Ora a Gerusalemme c’era un uomo di nome Simeone, uomo giusto e pio, che aspettava la consolazione d’Israele, e lo Spirito Santo era su di lui. Lo Spirito Santo gli aveva preannunciato che non avrebbe visto la morte senza prima aver veduto il Cristo del Signore.
Mosso dallo Spirito, si recò al tempio e, mentre i genitori vi portavano il bambino Gesù per fare ciò che la Legge prescriveva a suo riguardo, anch’egli lo accolse tra le braccia e benedisse Dio, dicendo:
«Ora puoi lasciare, o Signore, che il tuo servo
vada in pace, secondo la tua parola,
perché i miei occhi hanno visto la tua salvezza,
preparata da te davanti a tutti i popoli:
luce per rivelarti alle genti
e gloria del tuo popolo, Israele».
Il padre e la madre di Gesù si stupivano delle cose che si dicevano di lui. Simeone li benedisse e a Maria, sua madre, disse: «Ecco, egli è qui per la caduta e la risurrezione di molti in Israele e come segno di contraddizione – e anche a te una spada trafiggerà l’anima –, affinché siano svelati i pensieri di molti cuori».
C’era anche una profetessa, Anna, figlia di Fanuèle, della tribù di Aser. Era molto avanzata in età, aveva vissuto con il marito sette anni dopo il suo matrimonio, era poi rimasta vedova e ora aveva ottantaquattro anni. Non si allontanava mai dal tempio, servendo Dio notte e giorno con digiuni e preghiere. Sopraggiunta in quel momento, si mise anche lei a lodare Dio e parlava del bambino a quanti aspettavano la redenzione di Gerusalemme.
Quando ebbero adempiuto ogni cosa secondo la legge del Signore, fecero ritorno in Galilea, alla loro città di Nàzaret. Il bambino cresceva e si fortificava, pieno di sapienza, e la grazia di Dio era su di lui.
 
Sono trascorsi 40 giorni dal Santo Natale e la liturgia della Chiesa  invita a celebrare la festa della Presentazione di Gesù al tempio. Si tratta di un’antichissima festa che, secondo l’attendibile testimonianza della pellegrina spagnola Egeria, veniva ricordata a Gerusalemme già verso la metà del IV secolo. A tutt’oggi questa festa è celebrata solennemente non solo nella Chiesa cattolica, ma anche in quella anglicana e in quella ortodossa. Fino alla riforma del calendario (stabilita dal Papa Paolo VI nel 1969) questa festa veniva denominata festa della Purificazione di Maria.
 
Nel suo racconto dell’infanzia di Gesù, san Luca sottolinea come Maria e Giuseppe fossero fedeli alla Legge del Signore. Con profonda devozione compirono tutto ciò che era prescritto dopo il parto di un primogenito maschio. Si trattava di due prescrizioni molto antiche: una riguardava la purificazione della puerpera, l’altra il riscatto del primogenito mediante un sacrificio.

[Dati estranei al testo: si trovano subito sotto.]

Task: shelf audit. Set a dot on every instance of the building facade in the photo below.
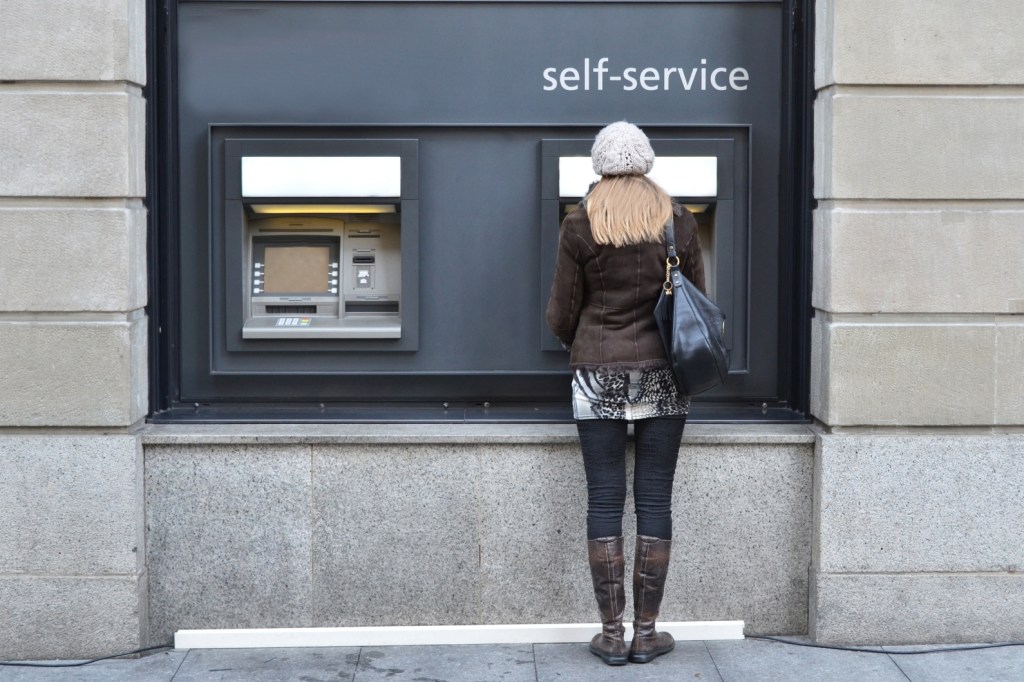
(885, 508)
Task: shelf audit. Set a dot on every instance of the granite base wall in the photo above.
(272, 533)
(918, 539)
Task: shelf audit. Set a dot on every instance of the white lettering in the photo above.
(687, 84)
(598, 72)
(714, 79)
(552, 83)
(601, 70)
(648, 79)
(569, 75)
(737, 76)
(628, 75)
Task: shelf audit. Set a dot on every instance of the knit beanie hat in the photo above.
(622, 148)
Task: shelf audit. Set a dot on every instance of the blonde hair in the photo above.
(628, 209)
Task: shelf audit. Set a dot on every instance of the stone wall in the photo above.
(360, 525)
(72, 327)
(919, 331)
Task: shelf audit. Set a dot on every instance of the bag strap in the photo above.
(671, 259)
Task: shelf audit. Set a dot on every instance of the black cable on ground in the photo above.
(86, 663)
(972, 647)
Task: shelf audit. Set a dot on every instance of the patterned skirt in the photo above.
(610, 393)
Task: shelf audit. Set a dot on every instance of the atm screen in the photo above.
(296, 268)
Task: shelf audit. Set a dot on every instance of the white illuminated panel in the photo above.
(322, 176)
(680, 176)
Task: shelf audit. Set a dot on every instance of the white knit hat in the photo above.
(622, 148)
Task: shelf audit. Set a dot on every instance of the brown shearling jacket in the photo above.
(602, 298)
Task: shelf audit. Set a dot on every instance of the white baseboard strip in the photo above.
(397, 636)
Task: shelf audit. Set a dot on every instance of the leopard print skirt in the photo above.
(610, 393)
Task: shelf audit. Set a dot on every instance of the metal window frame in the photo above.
(795, 310)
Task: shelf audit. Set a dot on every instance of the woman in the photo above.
(608, 276)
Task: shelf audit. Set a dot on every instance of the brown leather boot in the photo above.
(650, 569)
(607, 567)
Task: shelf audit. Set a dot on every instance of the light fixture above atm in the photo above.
(318, 209)
(680, 176)
(321, 176)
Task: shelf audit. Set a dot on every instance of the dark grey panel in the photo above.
(466, 80)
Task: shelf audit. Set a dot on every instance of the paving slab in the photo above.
(759, 661)
(573, 663)
(155, 668)
(276, 665)
(508, 663)
(996, 665)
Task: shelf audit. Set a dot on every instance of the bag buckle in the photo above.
(667, 285)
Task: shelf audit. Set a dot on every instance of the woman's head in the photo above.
(626, 206)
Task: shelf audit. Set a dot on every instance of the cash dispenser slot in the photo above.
(330, 269)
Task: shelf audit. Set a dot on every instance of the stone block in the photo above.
(72, 505)
(86, 40)
(228, 537)
(741, 537)
(71, 616)
(395, 536)
(73, 259)
(899, 145)
(73, 143)
(919, 43)
(869, 373)
(916, 608)
(901, 504)
(73, 373)
(534, 536)
(1009, 373)
(918, 260)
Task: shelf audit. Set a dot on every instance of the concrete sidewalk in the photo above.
(735, 661)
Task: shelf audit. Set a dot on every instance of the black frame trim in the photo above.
(797, 204)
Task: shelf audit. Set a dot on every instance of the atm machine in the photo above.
(316, 265)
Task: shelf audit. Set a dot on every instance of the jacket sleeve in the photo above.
(690, 257)
(566, 289)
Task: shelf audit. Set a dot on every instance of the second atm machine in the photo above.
(315, 266)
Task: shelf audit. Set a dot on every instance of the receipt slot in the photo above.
(322, 247)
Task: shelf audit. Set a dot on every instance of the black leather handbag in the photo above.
(692, 329)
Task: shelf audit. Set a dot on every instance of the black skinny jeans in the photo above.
(603, 442)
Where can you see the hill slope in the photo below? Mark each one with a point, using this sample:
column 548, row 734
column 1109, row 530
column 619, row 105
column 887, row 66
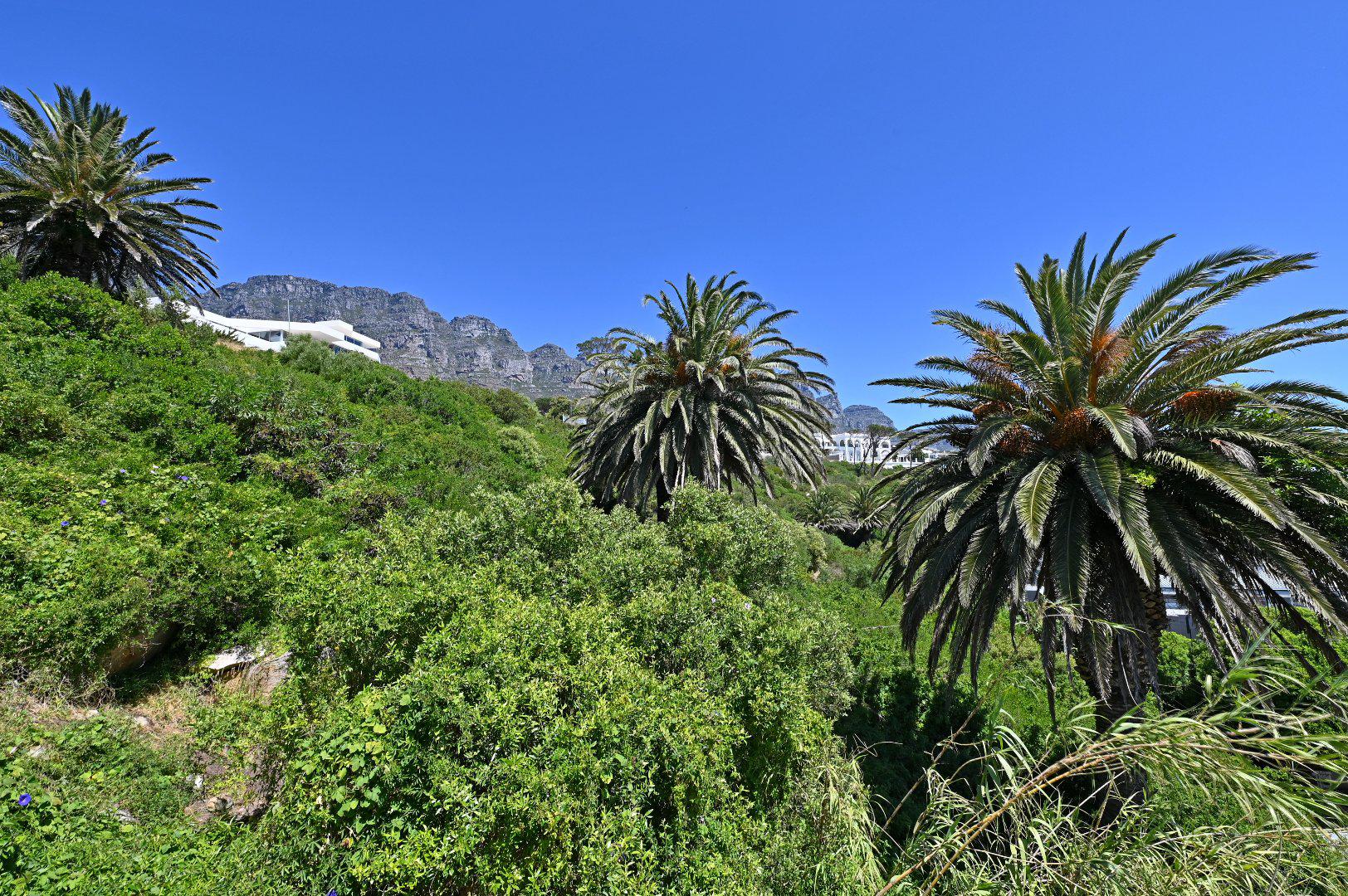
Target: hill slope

Nel mondo giudaico si riteneva che il parto fosse causa per la donna di impurità rituale. Infatti era prescritto che essa si astenesse per quaranta giorni dalle pratiche rituali, dopo di che avrebbe dovuto sottoporsi a un rito di purificazione come descritto dal libro del Levitico (Lv 12,6.8).
 
La riforma liturgica ha restituito alla celebrazione il titolo di “presentazione del Signore” che aveva in origine. L’oggetto centrale della festa è Cristo Signore che entra nel suo tempio e si offre in sacrificio. La dimensione cristologia è quindi il tema essenziale, come in tutti gli eventi della salvezza.

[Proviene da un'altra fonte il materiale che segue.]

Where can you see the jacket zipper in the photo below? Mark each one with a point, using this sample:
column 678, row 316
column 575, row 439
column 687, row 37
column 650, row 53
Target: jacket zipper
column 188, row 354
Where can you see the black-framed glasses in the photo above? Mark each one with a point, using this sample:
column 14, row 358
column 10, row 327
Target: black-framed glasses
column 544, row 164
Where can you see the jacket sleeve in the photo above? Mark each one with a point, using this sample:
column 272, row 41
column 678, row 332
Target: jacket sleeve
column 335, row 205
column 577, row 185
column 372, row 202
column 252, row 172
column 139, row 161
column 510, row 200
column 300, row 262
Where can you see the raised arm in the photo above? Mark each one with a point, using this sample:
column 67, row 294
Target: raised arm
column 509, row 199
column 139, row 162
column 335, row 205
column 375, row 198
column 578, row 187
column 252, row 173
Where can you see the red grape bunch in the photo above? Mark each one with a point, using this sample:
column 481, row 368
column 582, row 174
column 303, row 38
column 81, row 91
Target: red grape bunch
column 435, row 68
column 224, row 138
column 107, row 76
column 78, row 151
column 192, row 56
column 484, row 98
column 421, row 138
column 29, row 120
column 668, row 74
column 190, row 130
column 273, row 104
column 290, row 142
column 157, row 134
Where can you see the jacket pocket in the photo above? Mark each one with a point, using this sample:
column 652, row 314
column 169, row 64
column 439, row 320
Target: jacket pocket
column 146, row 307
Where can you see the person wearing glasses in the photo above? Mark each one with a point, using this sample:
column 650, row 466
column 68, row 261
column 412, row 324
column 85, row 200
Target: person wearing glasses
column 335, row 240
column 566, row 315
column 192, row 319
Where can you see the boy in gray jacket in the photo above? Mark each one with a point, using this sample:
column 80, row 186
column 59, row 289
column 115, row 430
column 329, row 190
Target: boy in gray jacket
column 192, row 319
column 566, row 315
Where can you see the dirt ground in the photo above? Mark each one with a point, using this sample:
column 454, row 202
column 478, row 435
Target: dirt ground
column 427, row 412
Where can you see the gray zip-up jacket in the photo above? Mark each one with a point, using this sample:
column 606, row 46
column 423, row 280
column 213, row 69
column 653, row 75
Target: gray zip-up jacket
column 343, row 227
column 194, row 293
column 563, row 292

La purificazione di Maria e la presentazione del Signore ─ tipiche della tradizione ebraica ─ costituiscono, nell’intento di san Luca, la cornice entro cui collocare il vero nucleo di questa festa: l’incontro del Signore con il popolo dei credenti rappresentato dai vegliardi Simeone e Anna. Il vecchio Simeone proclamò Gesù "salvezza" dell’umanità, "luce per illuminare le genti" e "segno di contraddizione" perché avrebbe svelato i pensieri dei cuori e annunciato con parola profetica la sua offerta suprema a Dio e la sua vittoria finale.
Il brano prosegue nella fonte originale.